How MAC students prepare for globalization
It is imperative for school leaders to be forward thinking. Writing a Thought Leadership blog refocuses my attention to be even more alert and aware of what is happening in our world from moment to moment. At the same time, being a lifelong learner requires you to continuously pursue new lines of thinking and gain inspiration from world-leading thinkers.
Maybe a little clarity is helpful: my particular interest revolves around how we most effectively operate a school where our mission is to make our students future-ready. That’s my focus and where I direct most of my attention.
Not surprisingly, this provides me with an opportunity to become aware of people who are profound thinkers and thought leaders on a global scale.
One of the people whom I’ve been reading with great interest is Professor Yuval Noah Harari. He is a historian, philosopher and the bestselling author of Sapiens: A Brief History of Humankind, Homo Deus: A Brief History of Tomorrow, and 21 Lessons for the 21st Century. Born in Haifa, Israel, in 1976, Harari received his PhD from the University of Oxford in 2002,
and is currently a lecturer at the Department of History, the Hebrew University of Jerusalem.
From the dystopian to the relevant and practical, Harari is provocative and insightful. He also has a real passion for education. It is on this front that our approach is aligned with respect to planning for a 2050 full of mystery. What jobs will exist? What will students currently studying at MAC be doing and how will their children be educated?

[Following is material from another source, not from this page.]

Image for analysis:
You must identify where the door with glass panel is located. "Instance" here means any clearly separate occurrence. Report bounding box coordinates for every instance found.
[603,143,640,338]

Harari writes, “To survive and flourish in such a world, you will need a lot of mental flexibility and great reserves of emotional balance. You will have to repeatedly let go of some of what you know best, and learn to feel at home with the unknown. Unfortunately, teaching kids to embrace the unknown while maintaining their mental balance is far more difficult than teaching them an equation in physics or the causes of the First World War.”

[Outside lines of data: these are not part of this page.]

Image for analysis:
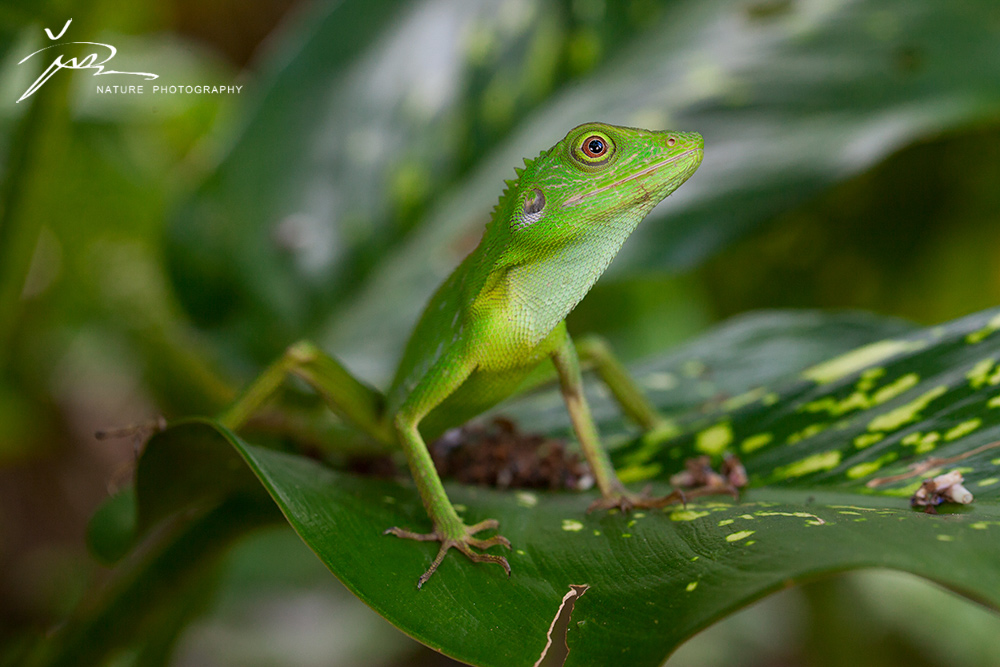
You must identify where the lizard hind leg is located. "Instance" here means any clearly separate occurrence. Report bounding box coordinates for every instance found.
[219,340,394,445]
[552,331,685,511]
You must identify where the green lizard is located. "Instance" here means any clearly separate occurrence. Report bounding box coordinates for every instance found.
[220,122,703,587]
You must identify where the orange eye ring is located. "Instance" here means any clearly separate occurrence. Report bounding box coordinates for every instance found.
[582,135,607,158]
[571,129,616,166]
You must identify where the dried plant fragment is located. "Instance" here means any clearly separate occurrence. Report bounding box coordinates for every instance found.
[910,470,974,513]
[670,453,747,500]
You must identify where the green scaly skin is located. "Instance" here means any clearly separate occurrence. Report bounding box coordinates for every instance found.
[221,123,704,587]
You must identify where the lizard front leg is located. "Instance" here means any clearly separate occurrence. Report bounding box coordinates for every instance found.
[387,414,511,588]
[384,356,511,588]
[222,342,510,587]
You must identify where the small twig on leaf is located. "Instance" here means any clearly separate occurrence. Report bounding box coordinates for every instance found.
[866,440,1000,488]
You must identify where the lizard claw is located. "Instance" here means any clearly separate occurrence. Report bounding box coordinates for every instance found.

We’re addressing these challenges on many fronts at MAC and one is to ensure that our students have opportunities to engage with the world beyond the confines of the school and in some cases, the country.
MacLachlan is committed to challenging and exploring the limitations of traditional education by promoting success-driven and future-oriented mindset that is integrated into every aspect of school life. To support this initiative, in 2018, we applied to join the Round Square family of schools and gained approval as a candidate school in early 2019. Being a Round Square school provides a common platform, that all member schools share, enabling us to collaborate and share learning resources and participate together in joint activities such as conferences, exchanges and academic and service projects.

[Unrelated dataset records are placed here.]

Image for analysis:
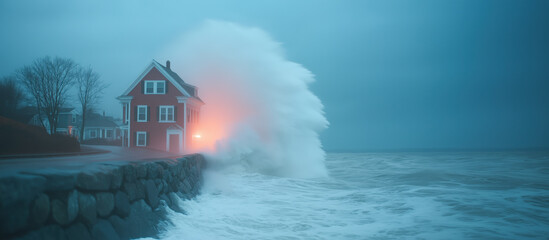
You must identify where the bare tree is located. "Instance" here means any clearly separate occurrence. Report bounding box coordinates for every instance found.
[0,76,26,120]
[18,56,77,134]
[76,66,107,140]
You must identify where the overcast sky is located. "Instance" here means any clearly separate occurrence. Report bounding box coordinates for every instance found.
[1,0,548,151]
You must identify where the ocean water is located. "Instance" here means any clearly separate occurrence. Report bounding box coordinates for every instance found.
[160,152,549,239]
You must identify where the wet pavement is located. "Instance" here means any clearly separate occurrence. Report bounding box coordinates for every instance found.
[0,145,191,177]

Since our approval, several MAC students and teachers have travelled all over the world to Kenya, India, Borneo and England where they were able to learn from and interact with the global community. In September Ms. Mingo, our Round Square Coordinator and I will be travelling with a group of our students to Australia.
MacLachlan is committed to providing opportunities for students that support social responsibility and encourages students to become engaged and principled individuals.
The reality is that social cooperation on an international scale is key for survival and for developing the flexibility of thinking that will be so critical moving forward.
Again quoting Harari, “We are living in a global world – but most schools and books still tell us only parochial histories of one particular country or culture. The truth is that there are no longer any independent countries in the world.”
Ensuring that our students build intimate awareness of and relationships with people outside of the immediate community is another way we’re re-imagining possibilities and preparing future-ready individuals.